As Japan’s fisheries industry strives to cultivate Southeast Asian markets to make up for declining demand at home due to a shrinking population, it is receiving a big welcome in Thailand.
Japanese marine product exports to Thailand amounted to 23.5 billion yen ($158 million) in 2022, up 14.6% from the previous year, according to the Ministry of Agriculture, Forestry and Fisheries.
The value was only 27% of that of Japan’s marine product exports to China. It was also less than the value of exports to the U.S. and Taiwan.
During the past couple of decades, Thais have demonstrated a growing affinity for Japanese foods. Thailand had 5,325 Japanese restaurants in 2022, a sharp increase from 745 in 2007, according to the Bangkok office of JETRO, Japan’s trade promotion organization.

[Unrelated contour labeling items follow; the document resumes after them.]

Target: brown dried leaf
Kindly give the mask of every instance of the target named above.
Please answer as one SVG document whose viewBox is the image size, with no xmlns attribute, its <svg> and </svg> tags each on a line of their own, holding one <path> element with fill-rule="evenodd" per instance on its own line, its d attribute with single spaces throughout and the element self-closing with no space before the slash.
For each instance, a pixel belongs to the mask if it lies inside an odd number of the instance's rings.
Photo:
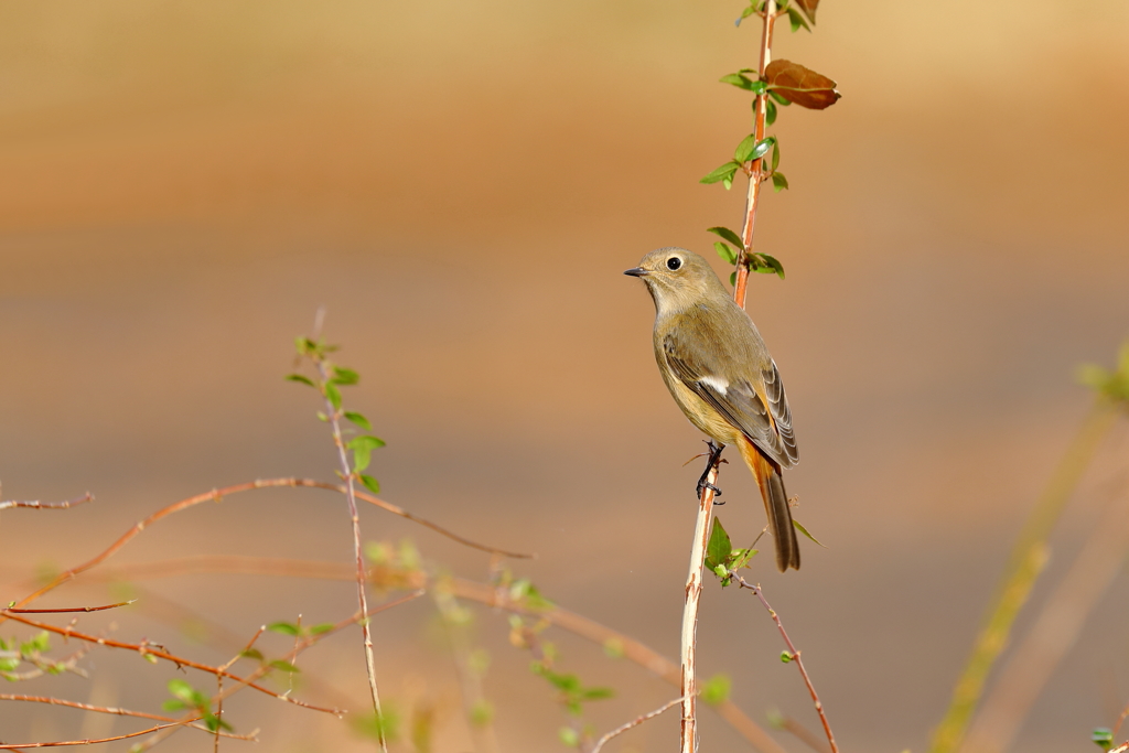
<svg viewBox="0 0 1129 753">
<path fill-rule="evenodd" d="M 793 2 L 799 6 L 799 9 L 813 24 L 815 23 L 815 7 L 820 5 L 820 0 L 793 0 Z"/>
<path fill-rule="evenodd" d="M 764 78 L 771 90 L 808 110 L 825 110 L 842 96 L 826 76 L 790 60 L 773 60 L 764 69 Z"/>
</svg>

“There is data showing that Thais’ second favorite cuisine is Japanese, after Thai,” said Hiroki Taniguchi, a JETRO director in Bangkok.

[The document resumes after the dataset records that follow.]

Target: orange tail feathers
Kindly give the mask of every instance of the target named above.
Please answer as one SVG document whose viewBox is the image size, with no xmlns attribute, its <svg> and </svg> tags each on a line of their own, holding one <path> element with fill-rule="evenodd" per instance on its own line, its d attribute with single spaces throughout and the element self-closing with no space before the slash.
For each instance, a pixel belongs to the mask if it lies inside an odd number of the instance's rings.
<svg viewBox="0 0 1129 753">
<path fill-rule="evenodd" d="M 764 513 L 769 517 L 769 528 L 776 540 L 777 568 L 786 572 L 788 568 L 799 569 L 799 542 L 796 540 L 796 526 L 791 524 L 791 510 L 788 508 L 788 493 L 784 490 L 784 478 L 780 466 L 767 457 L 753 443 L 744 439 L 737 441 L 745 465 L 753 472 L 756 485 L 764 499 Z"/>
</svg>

The strength of Japanese fish is its high quality, including its freshness. A seafood item that was particularly popular at the Uoriki store in Bangkok was farm-raised salmon from Aomori prefecture in northern Japan. Many shoppers were buying fillets and sashimi of the fresh salmon.

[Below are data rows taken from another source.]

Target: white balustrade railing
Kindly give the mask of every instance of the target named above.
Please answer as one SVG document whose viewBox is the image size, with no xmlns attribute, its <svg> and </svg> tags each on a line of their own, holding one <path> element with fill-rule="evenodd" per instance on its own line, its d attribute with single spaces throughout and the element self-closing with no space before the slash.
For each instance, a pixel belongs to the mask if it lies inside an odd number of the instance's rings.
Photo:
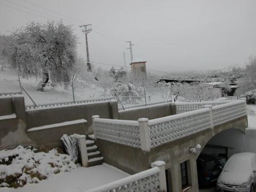
<svg viewBox="0 0 256 192">
<path fill-rule="evenodd" d="M 240 100 L 212 107 L 214 126 L 247 115 L 245 100 Z"/>
<path fill-rule="evenodd" d="M 94 118 L 95 138 L 150 151 L 151 148 L 247 115 L 244 99 L 201 103 L 197 102 L 196 106 L 191 106 L 194 103 L 187 104 L 184 110 L 203 109 L 150 120 Z M 180 104 L 175 103 L 176 109 Z"/>
<path fill-rule="evenodd" d="M 150 120 L 151 148 L 210 128 L 210 112 L 205 108 Z"/>
<path fill-rule="evenodd" d="M 94 118 L 93 126 L 94 136 L 97 139 L 134 147 L 141 147 L 139 125 L 137 121 Z"/>
<path fill-rule="evenodd" d="M 131 175 L 87 192 L 164 191 L 166 191 L 163 161 L 152 164 L 153 168 Z"/>
<path fill-rule="evenodd" d="M 233 100 L 225 100 L 223 101 L 202 101 L 202 102 L 175 102 L 176 107 L 176 114 L 183 113 L 188 111 L 195 111 L 203 109 L 206 104 L 210 104 L 212 106 L 219 105 L 220 104 L 234 102 Z"/>
</svg>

Naotomo Nakahara, a professor at the Tokyo University of Marine Science and Technology, sees signs that the region’s appetite for Japanese seafood will grow.
“Southeast Asia,” he said, “has factors that can be expected to increase demand for Japanese fresh fish, such as growing consumer purchasing power and the increasingly diverse desires that go with economic development, not to mention improved infrastructure that supports [cold chain] transportation, which can keep food fresh.”